The government's 2014 version of the omnibus budget implementation bill, one of Flaherty's less praiseworthy legacies, is still winding its way through the legislative process to much Opposition protest.
The many previously unannounced bits and pieces of this latest Harper government affront to normal democratic process have not yet received all the public attention they deserve.
There will be more time for that, perhaps, after the April break.
And then, the day before the April break, the Indian Affairs Minister tabled the government's long-awaited bill to reform First Nations education. The devil is in the details in this one, and there are a great many details.

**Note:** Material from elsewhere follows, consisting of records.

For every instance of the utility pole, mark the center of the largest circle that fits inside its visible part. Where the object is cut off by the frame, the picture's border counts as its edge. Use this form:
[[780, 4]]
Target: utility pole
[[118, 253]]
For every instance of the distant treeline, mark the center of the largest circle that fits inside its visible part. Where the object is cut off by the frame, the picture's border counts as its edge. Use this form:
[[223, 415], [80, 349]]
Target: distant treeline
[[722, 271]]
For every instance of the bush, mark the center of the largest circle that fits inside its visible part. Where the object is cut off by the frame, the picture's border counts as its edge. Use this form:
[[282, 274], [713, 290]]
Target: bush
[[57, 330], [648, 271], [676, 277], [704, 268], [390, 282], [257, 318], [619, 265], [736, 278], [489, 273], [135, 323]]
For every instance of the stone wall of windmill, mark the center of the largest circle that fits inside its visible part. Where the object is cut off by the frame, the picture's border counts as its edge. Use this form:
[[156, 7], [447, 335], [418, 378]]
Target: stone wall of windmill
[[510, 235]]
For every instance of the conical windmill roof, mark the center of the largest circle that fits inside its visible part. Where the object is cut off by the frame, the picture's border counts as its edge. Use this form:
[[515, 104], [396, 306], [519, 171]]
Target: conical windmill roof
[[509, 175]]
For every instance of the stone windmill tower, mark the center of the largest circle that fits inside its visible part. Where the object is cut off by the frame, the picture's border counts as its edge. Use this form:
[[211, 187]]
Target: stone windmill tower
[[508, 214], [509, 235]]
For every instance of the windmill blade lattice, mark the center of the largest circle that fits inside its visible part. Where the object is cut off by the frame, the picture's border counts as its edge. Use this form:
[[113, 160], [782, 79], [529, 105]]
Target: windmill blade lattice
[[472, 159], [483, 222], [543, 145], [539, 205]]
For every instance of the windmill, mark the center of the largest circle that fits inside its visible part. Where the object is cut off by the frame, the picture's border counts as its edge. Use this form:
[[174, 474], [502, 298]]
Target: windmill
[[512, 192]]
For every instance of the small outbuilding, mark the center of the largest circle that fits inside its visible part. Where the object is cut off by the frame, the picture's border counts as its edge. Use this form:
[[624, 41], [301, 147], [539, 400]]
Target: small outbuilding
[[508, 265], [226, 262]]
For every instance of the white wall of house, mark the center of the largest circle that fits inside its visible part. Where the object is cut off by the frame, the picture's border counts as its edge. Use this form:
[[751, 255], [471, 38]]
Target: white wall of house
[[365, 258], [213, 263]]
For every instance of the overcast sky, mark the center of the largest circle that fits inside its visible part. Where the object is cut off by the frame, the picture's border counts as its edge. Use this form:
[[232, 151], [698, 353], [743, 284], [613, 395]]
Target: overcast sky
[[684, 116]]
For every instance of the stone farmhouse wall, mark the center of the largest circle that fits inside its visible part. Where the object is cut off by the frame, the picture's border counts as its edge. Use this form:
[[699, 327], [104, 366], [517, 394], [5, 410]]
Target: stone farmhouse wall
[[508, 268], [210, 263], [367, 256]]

Indian Affairs Minister Bernard Valcourt and his officials are right on one point, though. They finally recognize what former Auditor General Sheila Fraser repeated for many years: the renewable contribution agreement system for funding First Nation band schools, on a reserve-by-reserve basis, is no way to run an education system.
Valcourt's reform bill (a second effort after First Nations almost unanimously rejected the first) offers First Nations communities all kinds of new options. Bands could do everything from joining forces with provincial systems to setting up regional school board type entities that group together a number of bands.
But the government has not yet spelled out how all of these options would work in practice. Stay tuned.
Billions for contamination; far-reaching measures to combat climate change
Then, if those two biggies were not enough, as the MPs were preparing to leave town, the Parliamentary Budget Office (PBO) published a frightening report on the cost of remediating federal contaminated sites.
Those are contaminated sites that lie on land for which the federal government is responsible. The sites are in the territories, on military bases, on First Nations lands and other federally regulated areas. And the cost, the PBO said, will be -- wait for it -- $2 billion higher than the figure the Conservatives put into their most recent budget.
That little numerical difference is more than double the annual federal contribution to the CBC, to cite just one (beleaguered) example.
Contaminated sites are everywhere in Canada -- from the monsters such as the Giant Mine in Yellowknife, the Goose Bay air base in Labrador and the radioactive sites around Port Hope, Ontario, to the thousands of smaller sites scattered throughout the country in what the PBO calls the general inventory.
The government is obliged to list the cleanup cost of such sites as an ongoing financial liability. The PBO report means that the actual federal deficit is now $2 billion bigger than the figure in the most recent budget.
Finally, there is the most recent report of the United Nations Intergovernmental Panel on Climate Change (IPCC). Two weeks ago the IPCC reported on the massive and exhaustive findings of this large, worldwide group of scientists. The report showed that current science allows us to say with certainty that all kinds of catastrophic climate events -- such as last year's floods in Alberta -- are directly attributable to human-caused climate change.
The newest report lays out the mitigation strategies necessary if we, as a planet, are to avoid total calamity for future generations. Its recommendations go way beyond anything the Harper government has ever been willing to contemplate.
A government that took its responsibilities seriously would put measures to respond to climate change at the top of its agenda, and MPs would all be thinking about those measures over their current break.
This government seems more interested in attacking the independent election agency and undermining democracy than worrying about future generations.